Is there any way I can programmatically get the version of my installed AppDaemon (for use in a HASS sensor)?
You can make a command_line sensor wich greps the appdaemon log.
For example, i’m using appdaemon docker container.
docker logs appdaemon | grep 'AppDaemon Version' | head -n1 | awk '{print $6}'
Returns: 3.0.0b3
Not sure where the appdaemon log is in a normal environment, or if this works in hass.io.
I think you want tail
rather than head
to make sure you pick up the last time AD was started?
Thank you, @VDRainer and @gpbenton – I really like that idea. Unfortunately, I run HASS and AppDaemon in separate Docker containers; I don’t want expose the entire Docker socket to the HASS container.
That said, your direction gives me an idea: I could feasibly run a remote SSH command between the containers. I’ll give that a shot and report back.
You could search through the log file from appdaemon. You can get the logfile in v3 from
self.get_main_log().handlers[0].baseFilename
This is broken in v3b3, but should be fixed in b4.
In version 2 you can get it from
self.errorfile = self.config["AppDaemon"]['errorfile']
Ahh, that’s interesting – so, the idea would be to create a sensor on the fly from within AppDaemon (as described here: Sensor creation)?
That’s it.
But now I think about it, for docker the log is sent to stdout, so the idea might not work.
You’re right – that didn’t work.

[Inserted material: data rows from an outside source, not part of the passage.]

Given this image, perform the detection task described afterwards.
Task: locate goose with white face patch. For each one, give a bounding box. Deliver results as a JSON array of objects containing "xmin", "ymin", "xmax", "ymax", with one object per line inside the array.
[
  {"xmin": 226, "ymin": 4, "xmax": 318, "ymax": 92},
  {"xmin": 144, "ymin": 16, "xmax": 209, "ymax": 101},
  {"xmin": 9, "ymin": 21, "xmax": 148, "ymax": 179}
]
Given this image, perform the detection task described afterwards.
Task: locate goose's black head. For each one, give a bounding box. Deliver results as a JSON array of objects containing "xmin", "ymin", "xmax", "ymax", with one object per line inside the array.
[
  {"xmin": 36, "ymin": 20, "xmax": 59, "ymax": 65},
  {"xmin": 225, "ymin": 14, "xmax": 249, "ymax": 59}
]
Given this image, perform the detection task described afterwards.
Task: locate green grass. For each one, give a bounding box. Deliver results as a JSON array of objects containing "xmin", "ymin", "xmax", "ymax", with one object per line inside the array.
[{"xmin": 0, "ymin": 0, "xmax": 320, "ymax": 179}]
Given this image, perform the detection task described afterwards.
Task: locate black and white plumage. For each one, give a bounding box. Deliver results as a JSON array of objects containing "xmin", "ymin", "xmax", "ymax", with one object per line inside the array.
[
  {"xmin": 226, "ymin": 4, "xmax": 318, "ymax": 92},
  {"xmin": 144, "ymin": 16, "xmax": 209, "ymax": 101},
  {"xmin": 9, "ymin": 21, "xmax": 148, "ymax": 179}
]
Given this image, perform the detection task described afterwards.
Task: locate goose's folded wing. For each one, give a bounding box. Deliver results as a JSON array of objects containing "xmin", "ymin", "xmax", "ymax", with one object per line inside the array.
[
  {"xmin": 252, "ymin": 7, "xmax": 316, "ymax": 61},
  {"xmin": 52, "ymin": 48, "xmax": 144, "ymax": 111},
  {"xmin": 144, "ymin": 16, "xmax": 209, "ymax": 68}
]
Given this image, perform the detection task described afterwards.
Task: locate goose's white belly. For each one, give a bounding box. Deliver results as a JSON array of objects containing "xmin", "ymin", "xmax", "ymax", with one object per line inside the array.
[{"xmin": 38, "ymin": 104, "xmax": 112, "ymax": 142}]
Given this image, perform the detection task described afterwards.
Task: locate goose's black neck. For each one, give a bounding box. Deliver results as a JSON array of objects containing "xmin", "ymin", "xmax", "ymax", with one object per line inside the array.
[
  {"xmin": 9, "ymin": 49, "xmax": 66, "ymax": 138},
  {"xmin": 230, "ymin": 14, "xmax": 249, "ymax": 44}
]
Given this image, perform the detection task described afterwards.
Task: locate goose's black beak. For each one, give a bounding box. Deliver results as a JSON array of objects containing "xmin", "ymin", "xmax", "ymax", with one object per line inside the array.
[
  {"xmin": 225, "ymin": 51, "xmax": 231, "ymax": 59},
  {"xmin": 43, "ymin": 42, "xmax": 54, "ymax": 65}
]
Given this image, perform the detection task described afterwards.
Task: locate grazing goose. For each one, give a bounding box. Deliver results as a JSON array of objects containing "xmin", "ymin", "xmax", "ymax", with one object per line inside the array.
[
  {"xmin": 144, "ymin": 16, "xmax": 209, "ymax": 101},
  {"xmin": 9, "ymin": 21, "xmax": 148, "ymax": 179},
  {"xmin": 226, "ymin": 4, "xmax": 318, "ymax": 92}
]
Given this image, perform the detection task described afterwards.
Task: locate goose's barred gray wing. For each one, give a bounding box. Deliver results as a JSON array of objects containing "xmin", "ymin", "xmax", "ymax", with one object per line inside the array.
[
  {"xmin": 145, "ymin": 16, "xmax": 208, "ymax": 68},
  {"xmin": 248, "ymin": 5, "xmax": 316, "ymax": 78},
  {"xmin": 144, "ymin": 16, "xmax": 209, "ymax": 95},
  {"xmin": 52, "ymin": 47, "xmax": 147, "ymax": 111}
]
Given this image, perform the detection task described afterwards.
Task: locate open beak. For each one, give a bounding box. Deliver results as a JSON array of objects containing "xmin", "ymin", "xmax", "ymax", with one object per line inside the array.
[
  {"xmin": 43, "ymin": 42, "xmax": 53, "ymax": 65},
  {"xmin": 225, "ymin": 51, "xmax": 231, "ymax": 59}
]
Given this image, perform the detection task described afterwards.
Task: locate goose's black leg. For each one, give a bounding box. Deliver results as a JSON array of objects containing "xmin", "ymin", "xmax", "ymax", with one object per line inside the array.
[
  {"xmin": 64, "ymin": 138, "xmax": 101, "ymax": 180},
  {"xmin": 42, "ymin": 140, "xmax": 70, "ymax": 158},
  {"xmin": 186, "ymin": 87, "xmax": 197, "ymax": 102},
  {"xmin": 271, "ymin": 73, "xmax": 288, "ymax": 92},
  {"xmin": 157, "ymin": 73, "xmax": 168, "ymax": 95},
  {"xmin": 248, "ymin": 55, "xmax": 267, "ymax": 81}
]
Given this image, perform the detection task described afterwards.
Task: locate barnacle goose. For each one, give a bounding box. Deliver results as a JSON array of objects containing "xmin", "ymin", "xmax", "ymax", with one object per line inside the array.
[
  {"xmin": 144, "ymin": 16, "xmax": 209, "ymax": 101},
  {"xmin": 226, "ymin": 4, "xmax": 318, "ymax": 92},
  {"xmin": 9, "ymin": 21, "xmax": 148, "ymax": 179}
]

Bummer.
Here’s what I ended up doing – will leave it here for anyone who’s running individual Docker containers and wants to do something similar.
First, I created a shared directory for both HASS and AppDaemon that points to the same location on the host: /shared
Second, I modified my AppDaemon Dockerfile so that, during build-time, the version number gets placed into a text file within /shared
:
FROM hypriot/rpi-alpine-scratch:v3.4
MAINTAINER Aaron Bach <[email protected]>
ENV APPDAEMON_VERSION=3.0.0b3
ENV ARCH=arm
ENV CROSS_COMPILE=/usr/bin/
RUN apk update \
&& apk add --update \
bash \
build-base \
ca-certificates \
coreutils \
libffi-dev \
linux-headers \
python3 \
python3-dev \
supervisor \
tzdata \
&& pip3 install --upgrade \
pip \
appdaemon==${APPDAEMON_VERSION} \
packaging==16.8 \
python-Levenshtein==0.12.0 \
&& rm -rf /var/cache/apk/*
# Copy configuration files:
COPY conf/supervisor/supervisor.conf /etc/supervisor.conf
# Copy the installed version number of AppDaemon to the shared directory:
RUN echo "${APPDAEMON_VERSION}" > /shared/.AD_VERSION
# Run Supervisor:
WORKDIR /root
(notice the RUN
command near the end and how it references an environment variable from the top)
With this in place, I can use a command line sensor to read from that file.
Quirky, I know, but it seems to work.
without accessing the logs:
write an app that reads the dir
/usr/local/lib/python3.5/dist-packages (or simular, but the dir with the subdir appdaemon)
select the subdirs that have appdaemon in the name
1 is just appdaemon, the other is something like:
appdaemon-3.0.0b2.dist-info
from that you can use set_state to create a sensor.
no need to create anything, no need to modify anything, the app will keep on running and setting the sensor value after an update from appdaemon, without the need to modify the docker again.
import os
def init(...):
self.run_daily(self.set_sensor,...)
def set_sensor(...):
subdirs = os.listdir("/usr/local/lib/python3.5/dist-packages")
for subdirname in subdirs:
if "appdaemon" in subdirname.lower():
if "info" in subdirname.lower():
parts = subdirname.split("-")
version =parts[1][:-5]
self.set_state("sensor.appdaemon_version",state=version)
the correct dir to the sitepackages probably also can be found with:
import site
path = site.getsitepackages()
which will even keep the app running after changing python version.
but i read that that not always works, but sys.path should also give the dist-packages dir
Interesting concept! I went ahead with my method because I needed to do the same thing with a few other apps (Node-RED, ha-dockermon, etc.), but your solution is very nice!
just out of curiosity why not
appdaemon --version | awk ‘{ print $2 }’
you might have to specify the path for appdaemon but that’s not to hard.
The problem I’m running into is getting it from a separate machine where I have appdaemon installed. ssh doesn’t seem to be working right and of course no error in the HA error log about it.
I guess we could write a quick function that would create a sensor with the value in it.